Ce diagramme d'apparence très compliquée que l'on appelle un émagramme ne l'est pas tellement après quelques explications. En horizontale, nous avons les températures, et en verticale, l'altitude. On ne perdra pas de vue la ligne brune en gras, qui marque le 0°C, et on met de côté les deux courbes en bleu qui ne sont pas utiles dans le cas présent. Nous allons suivre la courbe en rouge, qui est la courbe des températures en fonction de l'altitude. Tout en bas, l'extrémité de cette courbe indique une température de -3°C au niveau du sol (environ 200 mètres d'altitude). Cette courbe dévie vers la droite, indiquant que la température s'élève avec l'altitude. Vers 660 mètres, la courbe croise le 0°C. Il y a donc au-dessus du sol une couche d'air à température négative d'environ 450 mètres d'épaisseur, surplombée par de l'air à température positive sur environ un kilomètre d'épaisseur. En effet, la courbe rouge recroise le 0°C vers 1700 mètres. En résumé: il fait -3°C au sol, et +3°C 800 mètres plus haut.

Un autre schéma réalisé par Info Meteo la veille permet de bien visualiser l'avancée de cette langue d'air doux par dessus l'air froid des basses couches. La neige, en traversant cette langue, fond en pluie, et cette dernière s'en va geler au sol maintenu à température négative. Notez que l'air doux est à ce moment moins avancé par rapport à la situation représentée par le graphique ci-dessus. Cette coupe ci-dessous représente donc la situation du milieu de la matinée de samedi.


Déroulement de l'épisode

Le risque de pluies verglaçantes était donc important, bien que ces précipitations ne devaient pas être trop importantes. En conséquence, Info Meteo a diffusé un avis de niveau C pour l'ensemble des régions le vendredi soir, mais en précisant que certaines régions pourraient localement connaître des conditions proches d'un niveau D (D = graves perturbations des transports, perturbations locales de la vie socio-économique).

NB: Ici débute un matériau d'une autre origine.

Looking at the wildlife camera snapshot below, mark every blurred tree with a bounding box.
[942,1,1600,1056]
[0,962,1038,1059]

Avis lancé par Info Meteo le vendredi soir.

Il est cependant rapidement apparu que la perturbation avait plusieurs heures d'avance. Les premières précipitations sous forme de neige puis rapidement de granules de glace et de pluie verglaçante ont concerné les côtes dès la fin de la soirée. Le samedi à l'aube, il neigeait déjà sur les provinces de Namur et de Liège, tandis que les pluies verglaçantes occupaient le centre de la Belgique.

Au fil des heures, ces pluies ont glissé vers le sud-est, en prenant le relais de la neige, cette dernière ayant eu juste le temps de déposer un ou deux centimètres d'accumulation. L'air est resté à températures négatives toute la journée sur le centre, l'est et le sud de la Belgique. Il était donc régulier d'observer de la pluie et de la bruine tomber par -3, -4 ou même -5°C, avec les conséquences que l'on imagine. A Elsenborn, la situation était encore plus dantesque en fin de matinée, avec de la pluie observée par -8°C!

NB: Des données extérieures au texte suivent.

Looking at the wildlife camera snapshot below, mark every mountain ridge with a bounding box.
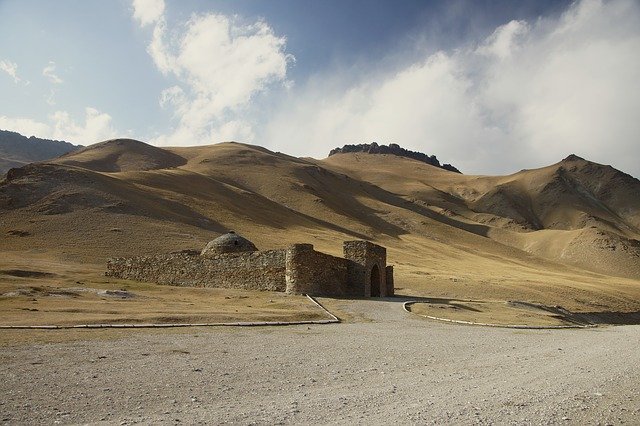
[0,129,81,175]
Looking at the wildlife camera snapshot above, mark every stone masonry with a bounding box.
[106,232,394,298]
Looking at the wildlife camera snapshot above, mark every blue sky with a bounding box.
[1,0,639,177]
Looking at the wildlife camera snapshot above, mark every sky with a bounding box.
[0,0,639,177]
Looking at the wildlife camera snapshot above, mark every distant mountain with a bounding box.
[0,129,81,175]
[329,142,461,173]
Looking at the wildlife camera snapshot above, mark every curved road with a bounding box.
[1,297,639,424]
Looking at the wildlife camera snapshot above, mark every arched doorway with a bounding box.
[370,264,381,297]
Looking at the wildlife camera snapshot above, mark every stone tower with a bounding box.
[343,241,394,297]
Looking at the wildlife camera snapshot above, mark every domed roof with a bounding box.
[201,231,258,256]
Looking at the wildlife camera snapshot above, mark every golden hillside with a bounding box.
[1,139,639,314]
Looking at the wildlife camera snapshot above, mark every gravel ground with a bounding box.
[1,297,639,425]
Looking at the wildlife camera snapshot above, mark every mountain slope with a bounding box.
[323,152,640,278]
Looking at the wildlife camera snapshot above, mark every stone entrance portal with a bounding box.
[342,240,392,298]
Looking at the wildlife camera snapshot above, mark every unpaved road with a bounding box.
[1,298,639,425]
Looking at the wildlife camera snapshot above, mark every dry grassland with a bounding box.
[1,140,639,329]
[408,299,580,327]
[0,252,329,345]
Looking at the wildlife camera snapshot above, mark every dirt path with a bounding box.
[1,298,639,425]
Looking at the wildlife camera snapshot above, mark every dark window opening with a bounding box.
[370,264,381,297]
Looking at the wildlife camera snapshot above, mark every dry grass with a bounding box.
[0,252,329,344]
[408,299,577,327]
[0,323,237,346]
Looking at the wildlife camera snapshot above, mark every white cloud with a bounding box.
[477,20,529,59]
[264,0,640,177]
[42,61,63,84]
[147,18,175,75]
[50,107,117,143]
[159,85,187,113]
[45,89,57,106]
[0,107,117,144]
[0,60,20,84]
[0,116,50,137]
[41,61,63,105]
[209,120,255,144]
[132,0,165,27]
[133,2,293,146]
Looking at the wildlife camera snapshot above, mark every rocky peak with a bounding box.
[328,142,461,173]
[562,154,585,162]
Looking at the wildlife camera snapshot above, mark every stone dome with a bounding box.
[201,231,258,256]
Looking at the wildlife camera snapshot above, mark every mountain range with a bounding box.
[0,129,81,175]
[1,135,639,314]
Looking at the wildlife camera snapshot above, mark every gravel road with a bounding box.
[1,298,639,425]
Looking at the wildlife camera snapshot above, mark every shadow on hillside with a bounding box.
[0,163,227,233]
[203,173,375,240]
[291,165,491,239]
[353,177,492,238]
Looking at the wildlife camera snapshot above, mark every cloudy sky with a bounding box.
[1,0,639,176]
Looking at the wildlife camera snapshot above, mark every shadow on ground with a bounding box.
[351,295,640,326]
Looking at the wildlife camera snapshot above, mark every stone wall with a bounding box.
[385,266,395,297]
[106,240,394,298]
[285,244,351,297]
[106,249,286,291]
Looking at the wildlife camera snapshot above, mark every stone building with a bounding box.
[106,232,394,298]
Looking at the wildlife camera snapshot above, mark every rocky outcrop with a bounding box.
[329,142,461,173]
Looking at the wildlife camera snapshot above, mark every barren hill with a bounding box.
[52,138,186,172]
[2,139,639,314]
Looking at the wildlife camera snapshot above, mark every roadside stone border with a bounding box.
[0,295,340,329]
[403,301,597,329]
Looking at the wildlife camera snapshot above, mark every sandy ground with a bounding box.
[1,298,639,425]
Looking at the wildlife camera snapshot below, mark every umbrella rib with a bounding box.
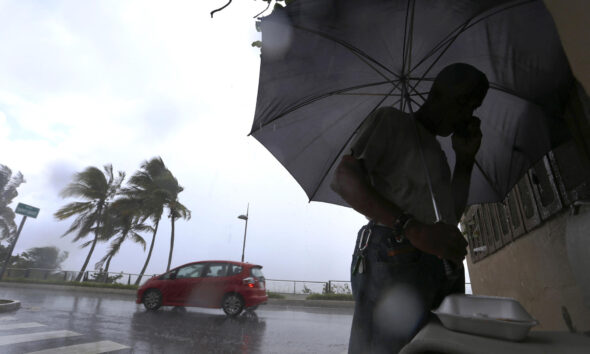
[409,0,535,75]
[412,78,547,109]
[307,83,402,202]
[406,95,424,110]
[474,159,504,202]
[401,0,412,74]
[401,0,416,113]
[488,83,540,107]
[252,80,400,132]
[407,21,471,87]
[406,83,427,104]
[338,91,428,97]
[293,25,399,81]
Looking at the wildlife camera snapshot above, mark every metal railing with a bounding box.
[2,268,157,286]
[266,279,473,295]
[0,268,473,295]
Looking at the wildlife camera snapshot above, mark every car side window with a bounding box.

Observations de 12h15 sur le site Meteociel. Presque toutes les stations officielles du centre et de l'est de la Belgique renseignent des pluies verglaçantes.

Dans certaines régions, les ondées se sont reformées sans cesse, donnant lieu à un verglas généralisé et à des conditions de circulation très difficiles sur le réseau secondaire, notamment en région de Liège, mais aussi dans le Condroz. Les autoroutes n'ont pas été entièrement épargnées puisque des accidents et des ralentissements y ont été constatés. A noter que du côté du rail, le verglas a eu raison de la circulation des trains entre Namur et Arlon. Entamée en matinée, cette situation s'est observée jusqu'en soirée. A noter que le dégel concernait déjà l'ouest de nos régions jusqu'à Tournai et Gand.

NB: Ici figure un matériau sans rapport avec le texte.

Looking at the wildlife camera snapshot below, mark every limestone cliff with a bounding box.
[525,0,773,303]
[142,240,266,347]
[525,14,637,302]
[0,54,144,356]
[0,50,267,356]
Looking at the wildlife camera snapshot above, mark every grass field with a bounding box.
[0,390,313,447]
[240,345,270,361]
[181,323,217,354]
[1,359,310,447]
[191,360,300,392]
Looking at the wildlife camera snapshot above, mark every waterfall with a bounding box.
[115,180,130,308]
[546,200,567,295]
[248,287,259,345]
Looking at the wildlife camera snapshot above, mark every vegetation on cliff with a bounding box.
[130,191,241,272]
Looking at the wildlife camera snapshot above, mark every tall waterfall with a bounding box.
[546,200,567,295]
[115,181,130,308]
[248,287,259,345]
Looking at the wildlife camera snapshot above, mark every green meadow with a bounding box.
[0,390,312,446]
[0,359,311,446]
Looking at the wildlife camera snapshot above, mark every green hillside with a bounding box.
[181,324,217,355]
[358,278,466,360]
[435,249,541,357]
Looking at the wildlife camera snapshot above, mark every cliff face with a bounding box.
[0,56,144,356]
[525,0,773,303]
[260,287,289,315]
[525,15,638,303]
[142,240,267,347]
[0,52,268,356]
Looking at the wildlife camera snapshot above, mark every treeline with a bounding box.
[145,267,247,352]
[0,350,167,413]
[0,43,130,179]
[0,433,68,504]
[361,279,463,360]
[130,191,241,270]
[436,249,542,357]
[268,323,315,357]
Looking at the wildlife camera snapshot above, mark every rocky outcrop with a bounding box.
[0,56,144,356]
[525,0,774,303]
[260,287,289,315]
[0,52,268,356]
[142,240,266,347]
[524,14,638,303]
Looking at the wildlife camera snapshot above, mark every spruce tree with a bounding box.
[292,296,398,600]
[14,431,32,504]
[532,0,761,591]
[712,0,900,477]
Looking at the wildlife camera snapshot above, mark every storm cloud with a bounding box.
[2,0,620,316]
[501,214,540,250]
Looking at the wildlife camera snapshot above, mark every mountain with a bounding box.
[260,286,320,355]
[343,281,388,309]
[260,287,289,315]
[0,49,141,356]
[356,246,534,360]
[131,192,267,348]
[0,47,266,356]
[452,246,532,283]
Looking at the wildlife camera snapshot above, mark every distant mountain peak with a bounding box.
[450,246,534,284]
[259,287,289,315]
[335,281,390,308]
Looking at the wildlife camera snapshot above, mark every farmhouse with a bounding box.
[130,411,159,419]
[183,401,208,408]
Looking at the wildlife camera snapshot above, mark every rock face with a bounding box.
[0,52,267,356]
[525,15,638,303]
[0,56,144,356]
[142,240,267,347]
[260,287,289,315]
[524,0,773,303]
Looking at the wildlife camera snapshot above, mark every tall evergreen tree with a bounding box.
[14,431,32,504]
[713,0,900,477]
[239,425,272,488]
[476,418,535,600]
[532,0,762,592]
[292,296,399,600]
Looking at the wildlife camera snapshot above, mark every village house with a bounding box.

Les rues d'Ougrée (région de Liège) complètement verglacées dans l'après-midi du 7 janvier (auteur: Info Meteo).

Localement, la couche de glace a fini par atteindre 1 cm. Dans le courant de la soirée, les précipitations ont progressivement faibli tout en gagnant la France, et seule de la bruine verglaçante était encore observée ça et là. Le dégel se précisait en cours de soirée et de nuit pour réellement se mettre en place dimanche matin.